Ideal Adsorbed Solution Theory (IAST) of Carbon Dioxide and Methane Adsorption Using Magnesium Gallate Metal-Organic Framework (Mg-gallate)

Ideal Adsorbed Solution Theory (IAST) is a predictive model that does not require any mixture data. In gas purification and separation processes, IAST is used to predict multicomponent adsorption equilibrium and selectivity based solely on experimental single-component adsorption isotherms. In this work, the mixed gas adsorption isotherms were predicted using IAST calculations with the Python package (pyIAST). The experimental CO(2) and CH(4) single-component adsorption isotherms of Mg-gallate were first fitted to isotherm models in which the experimental data best fit the Langmuir model. The presence of CH(4) in the gas mixture contributed to a lower predicted amount of adsorbed CO(2) due to the competitive adsorption among the different components. Nevertheless, CO(2) adsorption was more favorable and resulted in a higher predicted adsorbed amount than CH(4).
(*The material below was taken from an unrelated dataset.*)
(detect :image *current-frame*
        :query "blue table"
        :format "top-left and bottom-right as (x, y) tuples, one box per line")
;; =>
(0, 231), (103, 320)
Mg-gallate showed a stronger affinity for CO(2) molecules and hence contributed to a higher CO(2) adsorption capacity even with the coexistence of a CO(2)/CH(4) mixture. Very high IAST selectivity values for CO(2)/CH(4) were obtained which increased as the gas phase mole fraction of CO(2) approached unity. Therefore, IAST calculations suggest that Mg-gallate can act as a potential adsorbent for the separation of CO(2)/CH(4) mixed gas.